Statistical Methods Four fitting methods have been researched in search of the best statistical model to estimate the standard deviation of wind direction and speed: the Maximum Likelihood Method (MLM) and three Least Square Method implementations of a Weibull, Minimum Weibull and Double Weibull distribution. The performance of aggregates on the outcome of these four methods was also researched. One case takes the minimum standard deviation of the four, the other takes the mean.
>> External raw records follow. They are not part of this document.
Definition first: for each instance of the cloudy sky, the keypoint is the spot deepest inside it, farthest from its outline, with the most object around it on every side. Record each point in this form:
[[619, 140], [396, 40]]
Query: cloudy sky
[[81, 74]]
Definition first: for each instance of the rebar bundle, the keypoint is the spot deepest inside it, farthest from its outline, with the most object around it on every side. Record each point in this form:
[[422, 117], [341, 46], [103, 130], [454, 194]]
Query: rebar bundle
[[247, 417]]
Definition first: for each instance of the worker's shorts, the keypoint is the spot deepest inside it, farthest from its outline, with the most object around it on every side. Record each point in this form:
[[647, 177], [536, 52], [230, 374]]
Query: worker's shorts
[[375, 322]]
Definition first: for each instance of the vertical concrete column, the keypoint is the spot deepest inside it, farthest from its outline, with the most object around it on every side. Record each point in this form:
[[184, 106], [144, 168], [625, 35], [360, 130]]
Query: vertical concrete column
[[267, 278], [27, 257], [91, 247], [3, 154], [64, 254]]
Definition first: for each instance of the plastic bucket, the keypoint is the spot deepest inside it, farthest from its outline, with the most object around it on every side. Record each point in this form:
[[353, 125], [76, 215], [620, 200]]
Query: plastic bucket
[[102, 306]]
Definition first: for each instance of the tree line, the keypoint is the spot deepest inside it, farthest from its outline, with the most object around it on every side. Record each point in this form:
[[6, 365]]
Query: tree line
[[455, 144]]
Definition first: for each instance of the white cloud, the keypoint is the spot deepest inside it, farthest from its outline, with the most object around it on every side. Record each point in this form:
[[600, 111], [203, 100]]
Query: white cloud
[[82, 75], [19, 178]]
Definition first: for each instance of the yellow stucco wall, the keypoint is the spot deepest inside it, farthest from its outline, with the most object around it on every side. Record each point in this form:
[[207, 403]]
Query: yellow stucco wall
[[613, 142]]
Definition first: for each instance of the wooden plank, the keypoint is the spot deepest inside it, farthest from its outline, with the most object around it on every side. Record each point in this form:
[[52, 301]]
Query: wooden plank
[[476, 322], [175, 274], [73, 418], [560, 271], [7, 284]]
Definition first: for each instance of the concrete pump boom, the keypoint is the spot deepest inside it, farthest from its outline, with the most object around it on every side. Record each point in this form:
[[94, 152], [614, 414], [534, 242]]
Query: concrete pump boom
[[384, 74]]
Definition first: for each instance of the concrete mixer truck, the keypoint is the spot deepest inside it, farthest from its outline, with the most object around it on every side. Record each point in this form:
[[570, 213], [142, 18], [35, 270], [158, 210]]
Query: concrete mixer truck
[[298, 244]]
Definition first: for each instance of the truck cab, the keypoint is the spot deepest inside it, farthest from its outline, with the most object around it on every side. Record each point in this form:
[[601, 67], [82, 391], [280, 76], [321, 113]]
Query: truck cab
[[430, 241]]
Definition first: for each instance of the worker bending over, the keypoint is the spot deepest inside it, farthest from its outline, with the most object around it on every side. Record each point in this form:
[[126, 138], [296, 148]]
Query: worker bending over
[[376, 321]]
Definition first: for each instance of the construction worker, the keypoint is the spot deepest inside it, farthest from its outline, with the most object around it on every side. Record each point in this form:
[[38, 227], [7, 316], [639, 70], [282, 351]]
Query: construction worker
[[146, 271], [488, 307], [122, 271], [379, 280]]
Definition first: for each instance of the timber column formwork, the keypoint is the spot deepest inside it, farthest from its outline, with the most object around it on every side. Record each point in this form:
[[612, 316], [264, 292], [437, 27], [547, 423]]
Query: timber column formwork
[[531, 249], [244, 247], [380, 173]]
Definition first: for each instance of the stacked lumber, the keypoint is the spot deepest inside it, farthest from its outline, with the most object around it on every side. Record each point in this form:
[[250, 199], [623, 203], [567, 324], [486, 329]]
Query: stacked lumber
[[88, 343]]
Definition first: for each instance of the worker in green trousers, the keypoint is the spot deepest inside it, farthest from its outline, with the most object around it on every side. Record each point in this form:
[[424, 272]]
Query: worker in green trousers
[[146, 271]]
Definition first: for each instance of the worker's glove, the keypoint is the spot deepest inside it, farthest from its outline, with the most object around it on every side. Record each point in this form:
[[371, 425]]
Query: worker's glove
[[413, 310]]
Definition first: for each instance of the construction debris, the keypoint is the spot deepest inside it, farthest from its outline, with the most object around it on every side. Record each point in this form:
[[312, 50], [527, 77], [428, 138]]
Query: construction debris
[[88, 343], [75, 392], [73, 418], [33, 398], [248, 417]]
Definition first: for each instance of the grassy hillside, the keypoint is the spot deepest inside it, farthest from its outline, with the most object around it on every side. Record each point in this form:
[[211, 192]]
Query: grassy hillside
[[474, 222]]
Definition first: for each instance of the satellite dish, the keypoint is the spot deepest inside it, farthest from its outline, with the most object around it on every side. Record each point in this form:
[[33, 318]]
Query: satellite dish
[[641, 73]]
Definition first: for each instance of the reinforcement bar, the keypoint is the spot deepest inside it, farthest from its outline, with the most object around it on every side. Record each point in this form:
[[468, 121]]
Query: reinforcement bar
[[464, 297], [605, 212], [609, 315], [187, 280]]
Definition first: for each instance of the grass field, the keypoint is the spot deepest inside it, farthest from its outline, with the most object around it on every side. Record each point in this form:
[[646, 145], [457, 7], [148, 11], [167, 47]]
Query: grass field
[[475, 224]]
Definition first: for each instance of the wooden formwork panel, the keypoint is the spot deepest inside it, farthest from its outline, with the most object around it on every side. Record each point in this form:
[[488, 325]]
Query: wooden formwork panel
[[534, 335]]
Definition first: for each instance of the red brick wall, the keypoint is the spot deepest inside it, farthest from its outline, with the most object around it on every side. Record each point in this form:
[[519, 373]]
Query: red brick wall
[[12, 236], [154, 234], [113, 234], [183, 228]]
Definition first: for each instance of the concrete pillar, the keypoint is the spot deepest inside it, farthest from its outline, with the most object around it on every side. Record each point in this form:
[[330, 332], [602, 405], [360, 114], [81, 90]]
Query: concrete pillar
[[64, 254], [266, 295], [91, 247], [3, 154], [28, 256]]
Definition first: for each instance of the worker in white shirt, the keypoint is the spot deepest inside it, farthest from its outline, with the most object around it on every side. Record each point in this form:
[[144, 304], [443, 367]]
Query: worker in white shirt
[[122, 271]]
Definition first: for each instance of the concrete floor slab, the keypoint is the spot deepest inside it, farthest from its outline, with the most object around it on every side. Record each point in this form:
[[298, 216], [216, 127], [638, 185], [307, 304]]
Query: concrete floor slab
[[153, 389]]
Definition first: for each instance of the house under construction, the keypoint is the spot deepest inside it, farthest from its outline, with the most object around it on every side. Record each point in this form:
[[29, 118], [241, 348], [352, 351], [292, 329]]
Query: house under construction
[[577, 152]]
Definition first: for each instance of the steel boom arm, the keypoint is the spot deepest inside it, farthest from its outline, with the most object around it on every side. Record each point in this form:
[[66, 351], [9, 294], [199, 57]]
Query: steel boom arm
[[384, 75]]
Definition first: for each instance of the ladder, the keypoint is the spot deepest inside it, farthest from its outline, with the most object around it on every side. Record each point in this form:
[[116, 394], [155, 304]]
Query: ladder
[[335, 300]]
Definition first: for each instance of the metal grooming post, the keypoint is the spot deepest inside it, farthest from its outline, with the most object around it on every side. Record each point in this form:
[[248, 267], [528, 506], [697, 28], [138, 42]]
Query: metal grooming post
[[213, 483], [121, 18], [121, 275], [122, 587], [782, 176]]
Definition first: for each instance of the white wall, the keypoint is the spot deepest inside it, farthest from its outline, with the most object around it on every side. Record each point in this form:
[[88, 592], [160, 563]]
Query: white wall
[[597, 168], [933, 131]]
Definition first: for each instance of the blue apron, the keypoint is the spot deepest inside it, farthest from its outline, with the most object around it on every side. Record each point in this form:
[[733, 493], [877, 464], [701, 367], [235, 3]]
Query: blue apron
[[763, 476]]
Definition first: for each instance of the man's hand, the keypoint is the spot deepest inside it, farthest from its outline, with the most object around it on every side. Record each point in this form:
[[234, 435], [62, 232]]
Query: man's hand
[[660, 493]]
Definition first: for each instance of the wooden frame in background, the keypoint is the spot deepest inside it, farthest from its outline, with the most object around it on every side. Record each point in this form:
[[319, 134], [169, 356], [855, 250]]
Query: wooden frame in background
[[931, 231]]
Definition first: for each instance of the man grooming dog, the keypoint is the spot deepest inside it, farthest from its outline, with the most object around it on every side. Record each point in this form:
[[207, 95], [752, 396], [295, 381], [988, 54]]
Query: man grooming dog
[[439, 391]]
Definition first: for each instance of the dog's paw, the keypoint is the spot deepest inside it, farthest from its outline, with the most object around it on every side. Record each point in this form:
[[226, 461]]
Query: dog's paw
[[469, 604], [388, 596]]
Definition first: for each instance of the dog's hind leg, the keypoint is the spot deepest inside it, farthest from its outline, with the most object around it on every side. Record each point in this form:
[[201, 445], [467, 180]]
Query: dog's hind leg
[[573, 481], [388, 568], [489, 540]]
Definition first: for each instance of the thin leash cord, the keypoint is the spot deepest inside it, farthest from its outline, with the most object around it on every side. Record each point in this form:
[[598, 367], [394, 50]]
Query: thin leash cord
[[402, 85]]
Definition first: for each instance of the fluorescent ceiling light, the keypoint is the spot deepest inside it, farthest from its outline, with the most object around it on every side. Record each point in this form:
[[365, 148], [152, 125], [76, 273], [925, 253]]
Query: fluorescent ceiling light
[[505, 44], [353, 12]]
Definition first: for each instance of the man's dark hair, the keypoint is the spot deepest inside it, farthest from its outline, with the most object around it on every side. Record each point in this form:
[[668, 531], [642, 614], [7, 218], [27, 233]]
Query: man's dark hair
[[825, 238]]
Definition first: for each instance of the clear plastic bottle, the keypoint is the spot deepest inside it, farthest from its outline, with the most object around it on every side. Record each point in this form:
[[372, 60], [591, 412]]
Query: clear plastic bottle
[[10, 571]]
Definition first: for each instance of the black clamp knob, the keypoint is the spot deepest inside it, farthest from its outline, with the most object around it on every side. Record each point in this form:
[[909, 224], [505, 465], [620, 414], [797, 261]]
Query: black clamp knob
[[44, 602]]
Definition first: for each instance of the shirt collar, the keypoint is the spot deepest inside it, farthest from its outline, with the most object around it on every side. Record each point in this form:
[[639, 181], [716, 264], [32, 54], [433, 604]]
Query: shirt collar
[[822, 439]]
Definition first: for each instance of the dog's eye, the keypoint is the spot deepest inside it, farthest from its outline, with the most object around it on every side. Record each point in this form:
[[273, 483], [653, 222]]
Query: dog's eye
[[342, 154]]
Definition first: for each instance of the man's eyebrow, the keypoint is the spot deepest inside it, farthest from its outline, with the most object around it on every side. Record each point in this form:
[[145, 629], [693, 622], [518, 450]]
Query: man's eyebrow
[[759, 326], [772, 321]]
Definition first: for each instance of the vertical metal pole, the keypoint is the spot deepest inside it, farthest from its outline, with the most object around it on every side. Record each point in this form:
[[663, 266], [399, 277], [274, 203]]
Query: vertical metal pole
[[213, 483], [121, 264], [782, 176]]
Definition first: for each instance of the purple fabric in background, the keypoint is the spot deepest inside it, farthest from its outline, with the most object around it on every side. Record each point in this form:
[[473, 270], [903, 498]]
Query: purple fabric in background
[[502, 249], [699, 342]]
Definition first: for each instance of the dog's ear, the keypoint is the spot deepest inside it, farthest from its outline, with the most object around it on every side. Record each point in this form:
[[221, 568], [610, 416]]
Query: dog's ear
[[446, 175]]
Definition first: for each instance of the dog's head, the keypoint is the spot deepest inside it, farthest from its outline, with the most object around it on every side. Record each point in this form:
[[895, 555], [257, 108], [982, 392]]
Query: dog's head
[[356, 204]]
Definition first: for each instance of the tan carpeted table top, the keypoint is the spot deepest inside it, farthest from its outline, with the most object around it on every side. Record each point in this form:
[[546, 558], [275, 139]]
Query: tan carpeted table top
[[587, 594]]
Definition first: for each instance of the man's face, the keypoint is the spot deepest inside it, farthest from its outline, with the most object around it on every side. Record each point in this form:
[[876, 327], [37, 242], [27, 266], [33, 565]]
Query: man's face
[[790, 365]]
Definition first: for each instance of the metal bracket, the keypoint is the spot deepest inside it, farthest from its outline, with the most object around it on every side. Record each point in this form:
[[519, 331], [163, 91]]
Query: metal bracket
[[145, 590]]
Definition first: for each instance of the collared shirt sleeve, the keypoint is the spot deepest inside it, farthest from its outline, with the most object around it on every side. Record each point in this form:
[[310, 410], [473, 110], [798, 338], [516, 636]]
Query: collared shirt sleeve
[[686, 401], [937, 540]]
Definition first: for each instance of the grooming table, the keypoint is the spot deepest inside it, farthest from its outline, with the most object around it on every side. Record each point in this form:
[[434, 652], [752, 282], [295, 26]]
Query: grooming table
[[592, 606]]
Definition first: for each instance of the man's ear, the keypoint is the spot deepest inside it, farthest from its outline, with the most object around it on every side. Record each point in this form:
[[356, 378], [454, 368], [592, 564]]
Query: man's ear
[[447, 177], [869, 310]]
MLM not only performs the best but also performs most consistently of the four fitting methods. Taking into account aggregates, MLM is more consistent than the minimum method but the minimum method outperforms it. Neither of these methods managed to meet the success criteria.

Machine Learning In regards to machine learning, the problem of estimating the standard deviations of wind direction and wind speed is a regression problem. The following machine learning models have been researched for Estimatic: MLPN, LSTM RNN, ERNN and RBFN.

LSTM RNNs outperform MLPNs, RBFNs and ERNNs for both wind direction and speed standard deviation estimation. LSTM RNN performance did not meet the success criteria.

The research concludes that it is not possible to make accurate enough estimations of the standard deviation of wind components using the historical data and future weather expectations available for Amsterdam Airport Schiphol.